Modho Ne’e Hoga Meku Ne’e Doa – Manusia tidak hanya memiliki kodrat sebagai makhluk rasional, tetapi juga makhluk yang relasional Keduanya itu memiliki hubungan yang erat kaitannya dalam menjelaskan eksistensi manusia yang sejati sebagai makhluk sosial. Relasi mengandaikan adanya rasio di mana manusia mampu untuk berpikir dan menyadari bahwa sesama di sekitarnya adalah partner yang sepadan dalam membangun interaksi baik itu persatuan, persaudaraan, dan kerja sama. Untuk itu, tepat jika kesadaran atau conscientia merupakan tema penting dalam filsafat (Riyanto, 2013). Konsep pemikiran Armada Riyanto tentang relasionalitas dimulai dari kesadaran. Kesadaran yang dimaksud ialah kesadaran “aku”. Kesadaran manusia akan dirinya sebagai “Aku” dapat menjadi media yang relevan dalam kaitannya dengan relasi yang harmonis antarsesama manusia. Armada mengatakan bahwa manusia itu kaya dalam kesadarannya, halnya karena manusia menyadari dirinya sebagai “Aku”. Kesadaran “Aku” merupakan asal usul dari pengetahuan manusia. Manusia bertindak melalui kesadarannya. Kesadaran tentang dirinya mengarahkan manusia untuk bertindak secara benar dan tepat terhadap orang lain. Armada melanjutkan bahwa kesadaran akan “Aku” adalah kesadaran akan “Esse”-ku (Being-ku), realitas “mengada”-ku. Kesadaran “Aku” adalah kesadaran tentang keseluruhan eksistensi dan keberadaanku.

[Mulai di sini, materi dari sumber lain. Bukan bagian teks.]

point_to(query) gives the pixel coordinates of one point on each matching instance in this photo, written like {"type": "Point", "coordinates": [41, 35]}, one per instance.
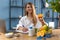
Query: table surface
{"type": "Point", "coordinates": [56, 36]}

Kesadaran akan “Aku” mengisyaratkan pula akan relasi dengan orang lain. Dan relasiku yang tercipta dengan orang lain itu memuat relasi yang menyeluruh. Artinya, bahwa kesadaran itu bukan mengungkapkan sesuatu kesadaran yang hanya terbatas atau tertuju kepada diri sendiri, melainkan kesadaran itu perlu menyentuh relasiku dengan sesama di sekitar. Selanjutnya, Riyanto melanjutkan bahwa kesadaran itu tidak hanya mengenal kekuatan dan kelemahan yang ada dalam diriku, sebab itu hanya merupakan pengenalan akan ciri atau karakteristik fisik (Riyanto, 2018). Lebih lanjut, ia menjelaskan kesadaran “Aku” memuat di dalamnya seluruh pengalaman, jatuh bangun, keprihatinan terhadap sesama, dan relasi-relasi yang memuat di dalamnya akan eksistensi dan keberadaanku. Aplikasi dari kesadaran “aku” ini adalah bahwa kesadaran ini berdampak pada perbuatan yang menyeluruh. Artinya, kesadaran tersebut memungkinkan juga akan tindakan yang mendalam, natural, dan relasional (Riyanto, 2018). Orang lain di sekitar memungkinkan kesadaran “Aku” untuk bertindak baik dalam mengusahakan nilai persatuan, kerja sama, persaudaraan, dan nilai kebijaksanaan lainnya yang memiliki intensi dalam membangun jalinan relasi yang baik antarsesama. Inilah bentuk kesadaran “Aku” yang selalu berelasi dengan sesama.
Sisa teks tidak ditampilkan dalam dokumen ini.